Democrats and liberal policy wonks took a similar turn with Medicare premium support, now championed in broad form by both GOP presidential nominee Mitt Romney and the party’s leading policy entrepreneur, House Budget Committee Chairman Paul Ryan. The story is remarkably similar: The idea started out as a policy promoted by prominent liberal wonks, briefly gathered support from a handful of top-level policymakers near the end of the Clinton presidency, and is now deeply opposed by the majority of Democrats, who often refer to the idea as a plan to “end Medicare as we know it” — or occasionally just a way to “end Medicare,” period.
Premium support, which would pay a flat rate toward the purchase of a private insurance plan for each Medicare beneficiary, was first developed by Alain Enthoven, a Democratic adviser who had previously served as a health policy consultant to President Jimmy Carter, in “The History of Principles of Managed Competition” in 1993. In 1995, Henry Aaron, a scholar at Brookings who served as a senior official in President Carter’s Department of Health, Education, and Welfare, gave the policy its name — premium support — and suggested that it represented a Medicare reform compromise, a “middle ground” that could retain Medicare’s strengths but address budgetary challenges.
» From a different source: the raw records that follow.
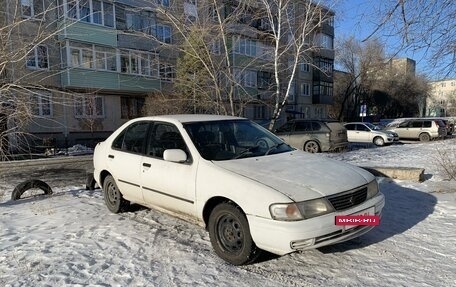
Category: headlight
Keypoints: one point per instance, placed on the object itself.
(372, 189)
(300, 210)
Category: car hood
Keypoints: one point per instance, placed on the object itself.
(299, 175)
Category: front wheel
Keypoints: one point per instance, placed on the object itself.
(113, 197)
(230, 235)
(424, 137)
(312, 147)
(379, 141)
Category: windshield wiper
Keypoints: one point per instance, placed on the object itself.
(246, 151)
(274, 147)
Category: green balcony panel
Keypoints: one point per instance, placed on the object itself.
(138, 83)
(89, 33)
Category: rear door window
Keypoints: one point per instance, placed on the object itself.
(303, 126)
(132, 139)
(316, 126)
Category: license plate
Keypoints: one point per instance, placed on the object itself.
(366, 212)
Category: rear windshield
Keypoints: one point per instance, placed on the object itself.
(335, 126)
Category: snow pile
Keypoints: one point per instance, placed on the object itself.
(70, 238)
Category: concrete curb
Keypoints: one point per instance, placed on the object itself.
(55, 163)
(402, 173)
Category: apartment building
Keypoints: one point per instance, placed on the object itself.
(442, 100)
(87, 66)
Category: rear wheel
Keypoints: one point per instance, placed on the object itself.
(113, 197)
(424, 137)
(230, 235)
(312, 147)
(379, 141)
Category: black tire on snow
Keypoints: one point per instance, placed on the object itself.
(113, 197)
(230, 237)
(29, 184)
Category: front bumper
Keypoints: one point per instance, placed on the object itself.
(282, 237)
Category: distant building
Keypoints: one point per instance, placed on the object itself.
(442, 100)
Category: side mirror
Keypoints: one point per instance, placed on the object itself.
(174, 155)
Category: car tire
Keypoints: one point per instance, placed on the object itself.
(312, 147)
(21, 188)
(113, 197)
(230, 237)
(424, 137)
(379, 141)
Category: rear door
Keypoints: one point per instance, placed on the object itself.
(363, 133)
(124, 160)
(303, 131)
(338, 133)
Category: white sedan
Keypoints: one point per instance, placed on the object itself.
(249, 189)
(368, 133)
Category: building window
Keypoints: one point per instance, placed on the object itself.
(142, 22)
(89, 107)
(330, 21)
(105, 59)
(245, 47)
(259, 112)
(167, 72)
(163, 33)
(304, 89)
(91, 11)
(292, 92)
(131, 107)
(42, 104)
(304, 67)
(326, 66)
(264, 80)
(32, 8)
(38, 58)
(81, 55)
(246, 78)
(163, 2)
(323, 89)
(324, 41)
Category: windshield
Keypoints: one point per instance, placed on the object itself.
(372, 127)
(233, 139)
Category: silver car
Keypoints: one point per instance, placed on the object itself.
(314, 135)
(422, 129)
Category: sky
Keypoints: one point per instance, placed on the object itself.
(71, 239)
(355, 18)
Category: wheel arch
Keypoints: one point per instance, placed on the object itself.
(212, 203)
(103, 176)
(312, 140)
(427, 133)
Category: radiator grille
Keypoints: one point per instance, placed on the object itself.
(347, 200)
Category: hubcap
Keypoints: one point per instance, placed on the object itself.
(230, 233)
(112, 194)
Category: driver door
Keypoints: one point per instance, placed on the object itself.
(170, 185)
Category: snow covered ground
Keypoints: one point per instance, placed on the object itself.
(70, 238)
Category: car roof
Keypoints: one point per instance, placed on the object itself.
(187, 118)
(357, 123)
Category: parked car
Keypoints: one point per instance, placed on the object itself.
(368, 133)
(449, 124)
(314, 135)
(418, 128)
(249, 189)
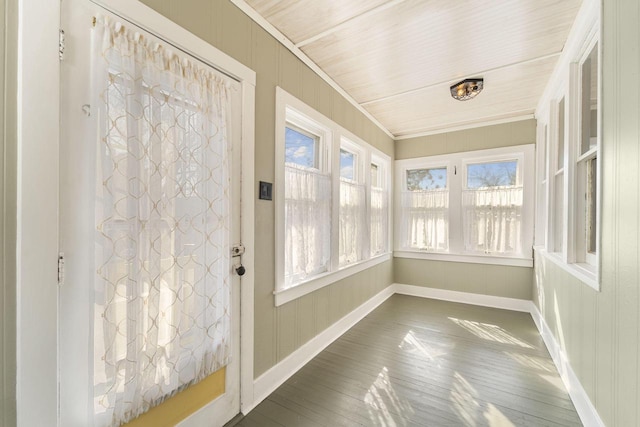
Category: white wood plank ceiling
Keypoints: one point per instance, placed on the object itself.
(398, 58)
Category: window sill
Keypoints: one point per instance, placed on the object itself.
(586, 273)
(317, 282)
(472, 259)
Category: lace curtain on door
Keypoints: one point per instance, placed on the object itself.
(161, 314)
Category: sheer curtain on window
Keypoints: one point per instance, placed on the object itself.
(379, 236)
(353, 223)
(307, 223)
(491, 220)
(426, 220)
(161, 313)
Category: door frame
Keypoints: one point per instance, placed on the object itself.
(38, 190)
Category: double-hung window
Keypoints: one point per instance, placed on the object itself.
(574, 180)
(353, 209)
(492, 201)
(332, 195)
(470, 207)
(425, 208)
(307, 198)
(379, 209)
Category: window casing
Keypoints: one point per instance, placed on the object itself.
(425, 208)
(558, 183)
(573, 214)
(307, 198)
(471, 207)
(379, 206)
(586, 175)
(353, 205)
(332, 204)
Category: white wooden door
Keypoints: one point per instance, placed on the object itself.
(78, 172)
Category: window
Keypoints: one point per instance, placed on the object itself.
(379, 213)
(492, 207)
(332, 201)
(425, 209)
(472, 207)
(161, 298)
(353, 209)
(307, 199)
(573, 236)
(586, 198)
(301, 147)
In 1999, the National Bipartisan Commission on the Future of Medicare, which was chaired by Democratic Senator John Breaux and included Democratic Sen. Bob Kerrey, met to develop a proposal to reform the seniors’ health entitlement. The first item in the final proposal put forth by Breaux and supported by Kerrey was “the design of a premium support system.”
And just as Democrats saw hope for bipartisan agreement in the GOP’s previous support for the mandate, Republicans like Paul Ryan saw hope for bipartisan Medicare reform in previous Democratic acceptance of premium support.
Was premium support the “heart” of the Democrats’ Medicare reform plan for years? Not exactly. But it was developed by liberal wonks who served in Democratic administrations and supported in a national commission run by a Democrat. At least one Democratic Senator — Oregon’s Ron Wyden — still supports the plan, as does former Clinton budget adviser Alice Rivlin.
Yet for the most part the party’s legislative leadership and rank and file have become deeply opposed to the idea in recent years, with liberal activists famously running an ad comparing Paul Ryan’s Medicare overhaul to pushing a wheelchair-bound grandmother off a cliff, and the "ending Medicare" talk common amongst prominent Democrats. Even Henry Aaron now argues against implementing premium support any time soon.
Would opposition have been so vehement, so ugly, so powerful back when the policy was understood as a creation of Democrats? Did Democrats develop and strengthen their opposition in response to Paul Ryan’s plan? Were they “conforming their assessments of information to some interest or goal that is independent of accuracy” — perhaps with the goal of villifying Ryan’s plan in order to help them win the next election? No doubt some changed their minds after thoughtful consideration, and others strengthened opposition where little feeling or opinion of any kind had existed. But it also seems likely that Democrats adjusted and developed their stances because it was politically convenient, just as Republicans did.